“Is she still sucking her wrapper?”
A grandma on my street asked me recently, and I was transported to the early childhood of my older twins, when my daughter had been particularly fond of my bright yellow wrapper, that she went everywhere with.
It was less than two years ago she dropped it, after the wrapper ripped in different places and it was obvious that it just needed to go. My daughter used to cry whenever I washed this wrapper, and she would stand watch over it until it was dry, so she could have it back.
While she had her wrapper, her brother had this boxy book of ABCs, which he logged around back then, and he would show it to anyone who cared, asking them to tell him about the animals representing each letter.
I don’t have that particular wrapper my daughter used again, but I have that same material in the house, and whilst we were arranging our wardrobe recently, I was amazed at how her eyes picked up that material and before I knew it, she was clutching the wrapper to her chest with a cheesy smile on her face. I could see she was nowhere close to getting over that wrapper.
And that animal book still fascinates my son, even as an 8 year old.
My younger twins’ choices were more refined. They got stuck on teddy bears; one named Alien Princess, and the other Monkey. Those are their actual names. Toys have come and gone, but these two have survived. They just have a way of getting back into the house.
Over the years, I find I have come to attach sentimental values to these things. They are not just toys, a wrapper, books; so many special moments of my children’s childhood are attached to it. So, long after the children have outgrown them, I will still keep them to remind me that these people, who seem on a mission to beat mom’s height, were once small and vulnerable.
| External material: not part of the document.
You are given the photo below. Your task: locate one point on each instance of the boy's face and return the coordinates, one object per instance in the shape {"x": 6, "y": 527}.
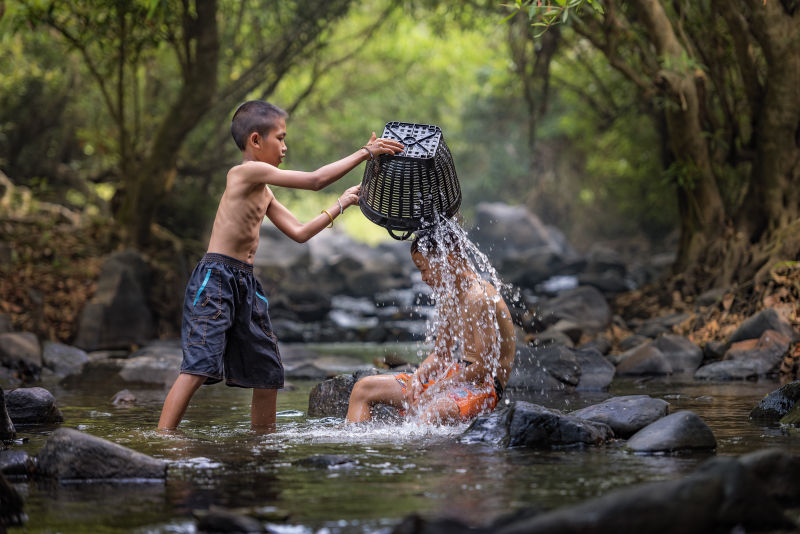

The same way my mom kept a treasure box filled with titbits from the childhood of my sisters and I. I don’t know yet, if I will get a new box for that, or just pass on the one I got to my Ada, but I guess I still have time to make up my mind. Consider it a family heirloom in the making.
While I’m considering it, a family friend actually has a family heirloom and it is not of the beautiful stones of this world. It is of a giant teddy bear, that has been so many things to their three children, while they grew up, and sometimes, still provides comfort just by being familiar.
They had bought the teddy when their first child was a baby. It was a huge thing that they kept far away from her bed, but it was in her room. When she started crawling, she found her way to it. She would climb all over it, try to topple it, which was pretty easy and it was always led to her breaking into a huge smile, showing off her baby teeth at achieving that feat.
There are pictures of her sleeping off in the arms of the teddy.
When she started walking, she had dragged the teddy around the house. It had served as playmate, seat, pillow and everything in between.
So many other smaller teddies have come and gone, but this one has remained even till now.
When they had another girl, she had found comfort in the teddy too. When their little brother came along, he formed his own attachment to the teddy and put his mark on it, by removing both eyes. That did not dissuade his sisters from playing with it.
Now that the teddy isn’t the centre of their lives anymore, it takes its pride of place in their living room, and if you guessed that their children gravitate towards that area, you wouldn’t be far from the truth.
For their parents, the teddy bear, which is just called Teddy, holds family history. It has appeared in too many family photos, you would think it was a family member…and in a way, it is.
For another mom, Kate, she’s the one, who isn’t ready to accept the fact that her son has outgrown his teddy, which he had had from birth.
He had held the teddy preciously at one time, slept with it faithfully by his side for years, took it on play dates, and now, as he grows into a teenager, he prefers spending time with his friends, rather than family. Kate finds the teddy is her only link to her son’s childhood that is fast disappearing.
A teddy that used to have its prime place on his bed now gets kicked under the same bed. Kate had tried to restore the teddy to its former place of glory but that ended up infuriating her son, who shoved it inside his wardrobe.
Well, Mr. Teddy has been rescued. It now sleeps in her own room, where it reminds her that her son was once a baby who loved a teddy, but that he has now also growing into a man, who might need that teddy some day in the future…or not.
Personally, I love keeping things for their sentimental values, so these mementoes from my children’s childhood help me to keep alive the memories of their seemingly fleeting childhood.
Like some said, “Our children grow up mostly in hindsight, with changes happening quietly, gradually, incrementally.” The memories we save of the journey remind us we were ever there, that our kids were ever small and totally dependent on us.
I would encourage us to actively keep memories, it will definitely be something to laugh or smile about in the years to come.